Notice that in our original code, case 3 does not update x.bits2 and it happens to be the branch we are using (assume this is a fact compiler does not know, so that the other branches will not be pruned). Now if we have a second thread only reading the value of x.bits2. This seems to be a perfectly safe situation.

However, existing compilers may consider adjacent bit-fields as belonging to the same memory location (here in our case, x.bits1 and x.bits2). The write to x.bits1 will make the compiler think the target memory location is data-race free, thus justify its optimizations on x.bits2. This leads to the optimized code shown on below, where the potential updates on x.bits2 are advanced to shrink the code size (if we have more branches that update x.bits2). Now if we are still using case 3, the read from other thread will conflict with the write on case 3, causing the second thread to read invalid values of x.bits2.

x.bits1 = 1;
tmp = x.bits2
x.bits2 =1
switch(i) {
    case 1:
        ...;
        break;
    case 2:
        ...;
        break;
    case 3:
        x.bits2 = tmp;
        ...;
        break;
    default:
        ...;
        break;
}

To sum up, the evilness of data races mostly lies in compiler optimizations, hardware reordering, and underlying memory models. Most compiler optimizations assume the program is data-race free, thus compilers may introduce undefined behaviors when data races exist. The worst thing about undefined behavior is it could lead to any actions (such as launching a missile?) instead of just entering an invalid path of your program.

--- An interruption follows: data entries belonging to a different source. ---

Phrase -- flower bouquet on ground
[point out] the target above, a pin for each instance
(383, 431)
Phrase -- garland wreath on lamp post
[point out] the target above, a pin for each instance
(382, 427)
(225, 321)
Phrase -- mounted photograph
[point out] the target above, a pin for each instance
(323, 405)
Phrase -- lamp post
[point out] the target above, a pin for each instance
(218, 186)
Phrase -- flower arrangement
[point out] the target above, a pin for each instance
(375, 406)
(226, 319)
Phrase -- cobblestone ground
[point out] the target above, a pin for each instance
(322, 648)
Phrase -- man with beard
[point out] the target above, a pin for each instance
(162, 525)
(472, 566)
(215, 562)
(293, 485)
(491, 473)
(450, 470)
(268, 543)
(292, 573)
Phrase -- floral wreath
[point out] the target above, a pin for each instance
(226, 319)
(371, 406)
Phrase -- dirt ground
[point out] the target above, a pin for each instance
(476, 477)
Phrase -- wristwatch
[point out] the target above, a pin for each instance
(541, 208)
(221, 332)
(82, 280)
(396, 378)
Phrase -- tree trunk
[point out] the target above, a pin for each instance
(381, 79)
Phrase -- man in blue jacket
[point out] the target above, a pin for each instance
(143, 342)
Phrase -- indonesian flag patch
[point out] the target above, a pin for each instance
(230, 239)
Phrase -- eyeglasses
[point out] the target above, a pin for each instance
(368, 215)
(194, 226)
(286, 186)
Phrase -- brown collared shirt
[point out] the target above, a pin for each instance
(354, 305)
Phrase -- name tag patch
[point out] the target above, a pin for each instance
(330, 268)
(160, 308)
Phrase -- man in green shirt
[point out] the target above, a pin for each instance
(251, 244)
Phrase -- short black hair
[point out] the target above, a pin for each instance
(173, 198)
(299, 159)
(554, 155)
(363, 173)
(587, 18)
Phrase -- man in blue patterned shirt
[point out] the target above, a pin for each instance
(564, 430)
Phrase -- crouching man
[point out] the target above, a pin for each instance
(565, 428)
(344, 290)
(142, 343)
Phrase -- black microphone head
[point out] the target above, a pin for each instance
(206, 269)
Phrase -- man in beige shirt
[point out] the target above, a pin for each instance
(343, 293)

If you are interested in reading more discussion related to data races, there’s another blog explaining this.

How do I prevent my program from launching missiles unexpectedly?

If you make it here, hopefully you are not terrified by what can be caused by data races. Just to be fair, there could be “benign” data races under more concrete contexts, such as knowing the specific architecture, compiler version, optimization passes used and the memory models, and the code is not intended to be portable.

Nevertheless, I strongly believe developers should pay more attention to potential data races just like how they treat compiler warnings (I feel terribly sorry for you if you don’t).

Properly protecting concurrent shared memory accesses not only prevent programs from all those subtle bugs we presented above, but also significantly increase the readability for your code by specifying their concurrent semantics. Besides, there are tools like ThreadSanitizer, Intel Inspector, and Coderrect Racedetector to efficiently reveal potential data races at different programming phases.

Let’s just not making our software program to be a missile launcher, :=).